Perspective 2: God is a Mystery

Desire…the hunger of the soul for life vibrant, eyes locked in understanding, skin touching skin in soothing comfort, feet dancing to the rhythms of life. 

Desire thwarted. Prayer unanswered.   Frantic I search for seeds of hope, watering, waiting, trying to keep hope alive.  But desire withers, brown thirsty, unquenched, it lies motionless, a shrunken seed under the scorching sun of disappointment. 

Desire lost.  Hope smothered until no breath is left, no energy to even try to kindle a spark or nurse a dying ember back to life. 

 How do I desire the one who has let hope die?  How do I long for the one who watched me plead and stood quiet?  Desire and hope have torn me to pieces.  Loss has swallowed me whole.

 I go down into the belly of the whale, into the dark tomb where threads of trust hold me in the shrouded mystery of God.  I lay here quiet for a long time, shards of broken hope scattered around me.  

 God rocks me quiet on those threads of trust giving me time, space.  I am learning to rest in the mystery of God, learning to let him have his way when it makes no sense.  Surrendering to a loving plan that is beyond my understanding. 

I wrote these words after experiencing some deep losses that broke my heart.

I believed I was trusting in the promises of God’s word and indeed I was.

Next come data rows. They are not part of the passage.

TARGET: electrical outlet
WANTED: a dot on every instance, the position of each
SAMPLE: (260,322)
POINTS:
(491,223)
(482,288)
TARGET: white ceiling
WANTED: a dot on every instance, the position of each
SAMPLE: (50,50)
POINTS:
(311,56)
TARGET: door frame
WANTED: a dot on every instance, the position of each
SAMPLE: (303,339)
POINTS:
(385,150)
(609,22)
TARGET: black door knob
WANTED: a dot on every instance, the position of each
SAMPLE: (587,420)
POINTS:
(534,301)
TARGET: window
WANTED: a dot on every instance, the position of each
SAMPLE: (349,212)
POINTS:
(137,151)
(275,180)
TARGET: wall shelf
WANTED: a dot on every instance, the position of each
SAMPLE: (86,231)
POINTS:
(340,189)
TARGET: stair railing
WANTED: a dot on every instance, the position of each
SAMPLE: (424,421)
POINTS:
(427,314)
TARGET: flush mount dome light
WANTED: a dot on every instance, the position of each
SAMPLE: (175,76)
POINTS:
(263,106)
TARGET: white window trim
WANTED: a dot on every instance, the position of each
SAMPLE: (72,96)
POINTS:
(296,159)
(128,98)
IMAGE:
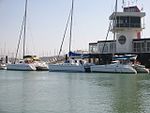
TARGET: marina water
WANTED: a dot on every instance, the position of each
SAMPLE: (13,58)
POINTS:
(49,92)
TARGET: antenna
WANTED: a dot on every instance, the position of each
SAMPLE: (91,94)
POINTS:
(71,22)
(24,37)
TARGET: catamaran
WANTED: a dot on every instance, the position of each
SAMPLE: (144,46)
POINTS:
(70,65)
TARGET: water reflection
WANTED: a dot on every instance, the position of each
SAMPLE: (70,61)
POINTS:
(44,92)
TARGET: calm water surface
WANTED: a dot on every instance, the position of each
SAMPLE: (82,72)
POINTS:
(47,92)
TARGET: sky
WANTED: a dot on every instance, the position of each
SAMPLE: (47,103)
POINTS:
(46,20)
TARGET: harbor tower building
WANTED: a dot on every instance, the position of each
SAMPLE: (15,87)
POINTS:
(126,27)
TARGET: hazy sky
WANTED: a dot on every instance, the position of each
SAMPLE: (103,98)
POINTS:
(46,21)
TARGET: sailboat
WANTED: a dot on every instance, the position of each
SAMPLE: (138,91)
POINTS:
(26,64)
(69,65)
(120,64)
(2,64)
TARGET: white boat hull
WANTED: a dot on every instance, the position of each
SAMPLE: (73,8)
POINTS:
(41,66)
(140,68)
(21,67)
(113,68)
(66,68)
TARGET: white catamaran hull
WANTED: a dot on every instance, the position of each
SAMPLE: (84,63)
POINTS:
(41,66)
(113,68)
(66,68)
(21,67)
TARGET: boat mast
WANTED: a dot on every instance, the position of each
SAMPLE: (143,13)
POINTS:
(115,19)
(24,35)
(71,22)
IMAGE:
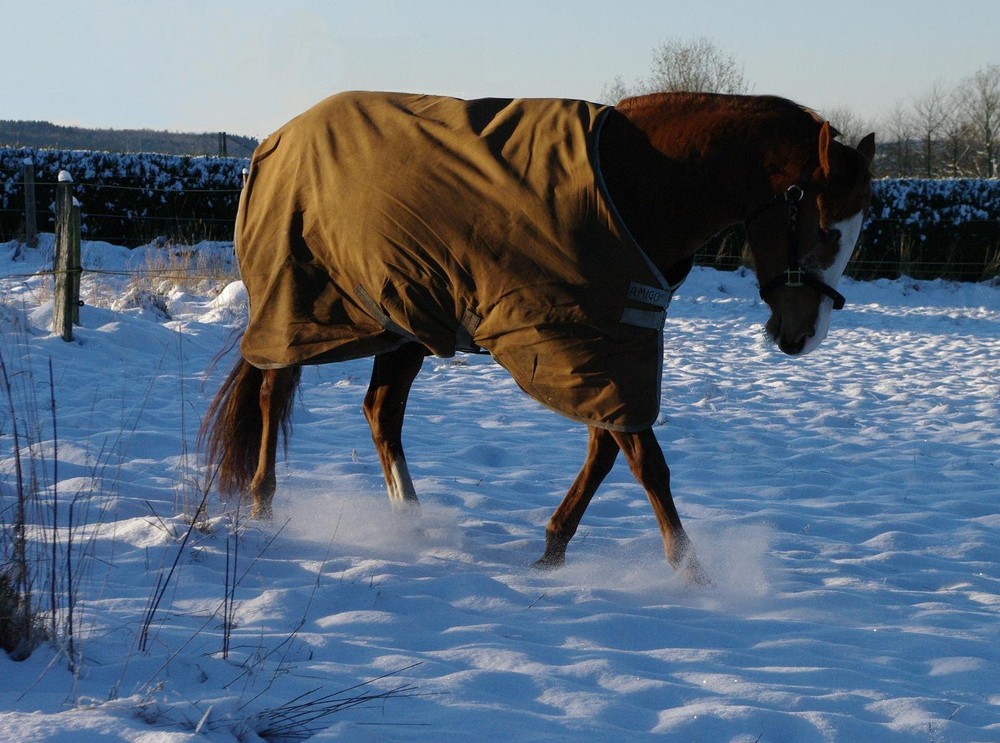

God’s silence broke my heart too.

He was quiet, prayers went unanswered and tragedies ensued.

I try not to put God “in a box” but I do.

Sometimes I don’t know there is a box until the box blows apart.

Will I still trust my Lord?

Can I “not know why” yet believe He is good? Accepting that God’s ways are sometimes mysterious takes time.  It’s easy to trust when we have an inkling as to what God is doing.

When he leaves us confused and bewildered its strange vista.

Standing in a cold, dense fog I learn to stand still, not seeing not knowing when the fog will lift, unsure of the way out learning to let perfect love cast out fear.

Let God be a mystery for he is beyond our understanding and we cannot begin to conceive of his deep love or incomprehensible power over every aspect of our lives even when He is quiet.